Jenderal bintang satu itu menurut Kadiv Humas Polri Irjen Argo Yuwono diancam dengan minimal tiga pasal. Tak ada pasal gratifikasi di dalamnya yang bisa jadi motif di balik aksi Prasetijo melayani Djoko Soegianto Tjandra .

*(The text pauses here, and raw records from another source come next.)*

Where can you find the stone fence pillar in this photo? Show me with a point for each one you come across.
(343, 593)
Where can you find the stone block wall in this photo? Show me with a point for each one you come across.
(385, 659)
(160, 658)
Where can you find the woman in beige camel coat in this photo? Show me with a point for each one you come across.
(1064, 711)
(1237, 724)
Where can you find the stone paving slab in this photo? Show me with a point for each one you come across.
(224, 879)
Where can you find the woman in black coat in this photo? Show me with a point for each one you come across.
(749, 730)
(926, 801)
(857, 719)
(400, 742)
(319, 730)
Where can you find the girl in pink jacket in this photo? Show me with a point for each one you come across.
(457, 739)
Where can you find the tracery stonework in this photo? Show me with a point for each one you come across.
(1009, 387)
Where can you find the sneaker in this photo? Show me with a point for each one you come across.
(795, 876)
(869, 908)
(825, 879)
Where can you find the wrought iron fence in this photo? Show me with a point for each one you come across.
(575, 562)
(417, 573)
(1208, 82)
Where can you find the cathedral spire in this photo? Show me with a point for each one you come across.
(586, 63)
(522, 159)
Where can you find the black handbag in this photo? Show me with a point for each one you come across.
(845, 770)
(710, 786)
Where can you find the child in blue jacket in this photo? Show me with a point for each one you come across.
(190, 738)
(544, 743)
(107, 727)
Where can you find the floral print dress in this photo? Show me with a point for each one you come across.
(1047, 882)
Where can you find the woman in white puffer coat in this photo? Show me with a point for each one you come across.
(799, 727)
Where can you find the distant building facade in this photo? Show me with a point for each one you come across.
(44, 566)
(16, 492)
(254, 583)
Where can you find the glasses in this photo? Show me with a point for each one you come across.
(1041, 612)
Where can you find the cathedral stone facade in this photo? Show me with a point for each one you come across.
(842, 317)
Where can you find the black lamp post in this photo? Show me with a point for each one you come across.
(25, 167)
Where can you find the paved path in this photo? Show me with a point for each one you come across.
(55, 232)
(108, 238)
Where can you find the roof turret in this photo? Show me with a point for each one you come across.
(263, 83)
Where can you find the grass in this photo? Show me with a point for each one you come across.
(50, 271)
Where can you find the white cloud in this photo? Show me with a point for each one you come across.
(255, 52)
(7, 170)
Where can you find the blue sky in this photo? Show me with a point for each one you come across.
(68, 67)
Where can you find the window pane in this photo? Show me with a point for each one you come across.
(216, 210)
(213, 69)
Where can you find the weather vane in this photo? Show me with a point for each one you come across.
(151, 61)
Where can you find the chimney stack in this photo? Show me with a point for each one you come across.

“Kemarin tanggal 20 Juli, kasus tersebut naik penyidikan dengan dugaan Pasal 263 KUHP (tentang pemalsuan surat) , Pasal 426 KUHP (membiarkan orang yang dirampas kemerdekaannya melarikan diri), atau Pasal 221 KUHP (menyembunyikan orang yang melakukan kejahatan),” kata Kadiv Humas Polri Irjen Argo Yuwono di Mabes Polri, Selasa kemarin (21/7/2020).

Lalu bagaimana ancaman ketiga pasal itu? Ternyata ancaman hukuman kurungan untuk ketiga pasal itu relatif rendah. Setelah dicek pasal 263 KUHP diancam 6 tahun penjara, Pasal 426 KUHP 4 tahun, dan Pasal 221 KUHP bahkan hanya 9 bulan.

Seperti diberitakan, Djoko pergi setelah sukses “mengobrak-abrik” dan meninggalkan noda hitam bagi Polri.

Bayangkan saja dicari sejak 2019 oleh Kejaksaan Agung namun Djoko dengan leluasa masuk ke Indonesia, mengurus KTP-Paspor, dan mendapatkan dua surat sakti dari Prasetijo.

Yang lebih menyakitkan, sekaligus memalukan, Djoko mendapat karpet merah itu karena ‘sponsor’ dari Prasetijo. Lulusan Akpol 91 itu yang berada didua surat sakti untuk lelaki berusia 69 tahun yang licin bak belut itu.